Poetry Brothel Berlin 2.0 Success

It was a dark and smoky night in a typically dark and smoky Berlin club. That explains why there are no pictures of the amazing Poetry Brothel Berlin 2.0 at Insomnia last Friday. Yes, that explains it. OR DOES IT? (Sorry, I’m still in full Lynchian mode from the event theme.)

Performers and VIPs got these pretty bracelets that say: Poetry Brothel Berlin—The poets are not what they seem, a reference to Twin PeaksI can’t bring myself to throw mine away, or to take off the nail polish I wore for this for the first time since I was about 9 years old. Although cooking and painting are rapidly doing that for me…

Thanks and praise to writer and Madame Nathalie Dewalhens‘ three months-long masterminding since our last (and first) successful Poetry Brothel Berlin, show shepherdess Jos Porath’s careful herding, my hot sweet man Rop’s sound engineering, all my friends who came out to support me and have fun, and a whole lot of creativity and effort from a whole lot of other talented people. It was super cool to work with poetic comrades old and new—including the people who came from the original Poetry Brothel New York—including the grand Madame who started it all and Executive Director of the Poetry Society of New York, Stephanie Berger… And from Poetry Brothel London—with whom I’ve been invited to perform at their upcoming Nov. 18 Arts Theatre West End show: the Wildean Years.

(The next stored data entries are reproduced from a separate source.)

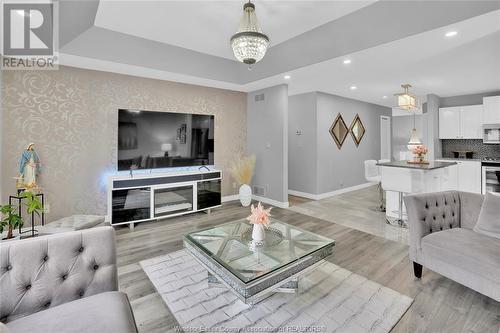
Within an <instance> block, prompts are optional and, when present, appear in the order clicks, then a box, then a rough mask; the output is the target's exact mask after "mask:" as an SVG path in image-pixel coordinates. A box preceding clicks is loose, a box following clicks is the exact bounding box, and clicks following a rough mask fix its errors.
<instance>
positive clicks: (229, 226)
mask: <svg viewBox="0 0 500 333" xmlns="http://www.w3.org/2000/svg"><path fill="white" fill-rule="evenodd" d="M251 234H252V225H251V224H250V223H249V222H248V221H247V220H245V219H242V220H238V221H234V222H230V223H226V224H222V225H219V226H216V227H211V228H208V229H204V230H200V231H196V232H192V233H189V234H187V235H185V236H184V246H185V248H186V249H187V250H188V251H189V253H190V254H191V255H193V257H194V258H195V259H196V260H197V261H198V262H199V263H200V264H201V265H202V266H203V267H204V268H206V269H207V270H208V273H209V283H211V284H223V285H225V286H226V287H227V288H229V289H230V290H231V291H233V292H234V293H235V294H236V295H237V296H238V298H239V299H241V300H242V301H243V302H245V303H248V304H252V303H256V302H258V301H260V300H262V299H264V298H265V297H267V296H269V295H270V294H271V293H272V292H296V291H297V288H298V282H299V281H298V280H299V277H300V276H301V275H304V274H306V273H308V272H310V271H311V270H312V269H315V268H316V267H318V266H319V265H320V264H321V263H322V262H323V261H324V259H325V258H327V257H328V256H329V255H331V254H332V252H333V246H334V245H335V241H333V240H331V239H328V238H326V237H323V236H320V235H317V234H315V233H312V232H309V231H305V230H302V229H299V228H297V227H295V226H293V225H290V224H287V223H284V222H281V221H278V220H276V219H273V218H271V223H270V225H269V228H267V229H266V239H265V240H264V243H263V244H260V243H259V244H258V245H257V246H256V245H255V244H254V243H253V242H252V240H251Z"/></svg>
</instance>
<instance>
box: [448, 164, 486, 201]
mask: <svg viewBox="0 0 500 333" xmlns="http://www.w3.org/2000/svg"><path fill="white" fill-rule="evenodd" d="M442 161H443V162H450V160H442ZM455 162H457V165H456V168H453V167H450V168H449V170H450V173H449V178H448V179H447V178H446V177H444V179H442V180H441V182H442V183H443V185H442V187H443V188H444V189H445V190H455V189H456V190H459V191H464V192H472V193H481V176H482V174H481V162H480V161H463V160H455ZM455 177H456V181H455V180H454V179H452V178H455ZM453 184H455V185H456V188H453Z"/></svg>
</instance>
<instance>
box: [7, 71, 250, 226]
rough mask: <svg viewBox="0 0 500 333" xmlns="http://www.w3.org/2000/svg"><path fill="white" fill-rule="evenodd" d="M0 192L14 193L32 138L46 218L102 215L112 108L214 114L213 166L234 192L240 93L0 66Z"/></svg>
mask: <svg viewBox="0 0 500 333" xmlns="http://www.w3.org/2000/svg"><path fill="white" fill-rule="evenodd" d="M2 93H3V98H2V108H3V128H1V131H0V132H1V135H2V136H3V137H2V139H3V140H2V144H3V149H2V156H1V163H2V168H1V169H2V175H0V176H1V177H2V179H3V181H2V186H3V188H2V194H3V196H4V199H5V196H8V195H9V194H13V193H14V192H15V181H14V179H13V177H15V176H16V175H17V170H18V163H19V157H20V154H21V152H22V150H23V149H24V148H25V147H26V145H27V144H28V143H29V142H34V143H35V145H36V149H37V152H38V154H39V156H40V159H41V162H42V175H41V177H40V184H41V186H42V188H43V190H44V193H45V194H46V198H47V202H48V203H49V204H50V213H49V214H48V220H49V221H50V220H55V219H58V218H61V217H63V216H68V215H71V214H106V209H107V208H106V206H107V192H106V191H107V176H108V175H109V174H112V173H114V172H116V169H117V168H116V163H117V158H116V157H117V131H118V109H120V108H124V109H143V110H153V111H168V112H185V113H199V114H213V115H215V165H216V167H218V168H220V169H222V170H223V171H225V172H224V175H225V177H224V178H223V184H222V192H223V195H232V194H236V193H237V192H236V191H237V190H236V189H233V188H232V186H231V184H232V180H231V178H230V176H229V172H227V170H228V168H229V166H230V165H231V162H232V159H233V158H234V157H235V156H237V155H239V154H244V153H245V150H246V94H245V93H241V92H235V91H229V90H222V89H215V88H208V87H201V86H194V85H188V84H181V83H175V82H168V81H160V80H153V79H146V78H139V77H133V76H127V75H121V74H114V73H107V72H99V71H91V70H84V69H77V68H72V67H65V66H60V67H59V70H56V71H4V72H3V78H2Z"/></svg>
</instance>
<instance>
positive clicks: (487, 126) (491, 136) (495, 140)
mask: <svg viewBox="0 0 500 333" xmlns="http://www.w3.org/2000/svg"><path fill="white" fill-rule="evenodd" d="M483 143H488V144H500V124H484V125H483Z"/></svg>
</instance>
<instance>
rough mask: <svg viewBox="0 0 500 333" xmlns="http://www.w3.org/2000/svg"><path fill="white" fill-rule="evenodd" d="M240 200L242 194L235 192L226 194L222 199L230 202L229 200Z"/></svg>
mask: <svg viewBox="0 0 500 333" xmlns="http://www.w3.org/2000/svg"><path fill="white" fill-rule="evenodd" d="M236 200H240V196H239V195H238V194H233V195H226V196H224V197H222V199H221V201H222V202H229V201H236Z"/></svg>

How is that even a thing? And who do I send? My original Poetry Brothel incarnation—Felicia Faust in her steampunk incarnation? Felicia in her more recent, Lynchian form? Maybe something in-between, with a bit of a period flavor from before and a bit more, Lynchian glam (of which Wilde would surely approve)? In any case, I’m already as Wildean as they come.

Who could have guessed, when I changed my name to Wilde and moved to London a few years ago to make art, that I would get to do all that while pretending to be a whore? If you’re in the neighborhood, I’d love it if you came to see me. And if you’re the Tate’s Turner curator, get ready for my questions about where those unburned-after-all cunt drawings are at. I’m onto you and I’m back in town.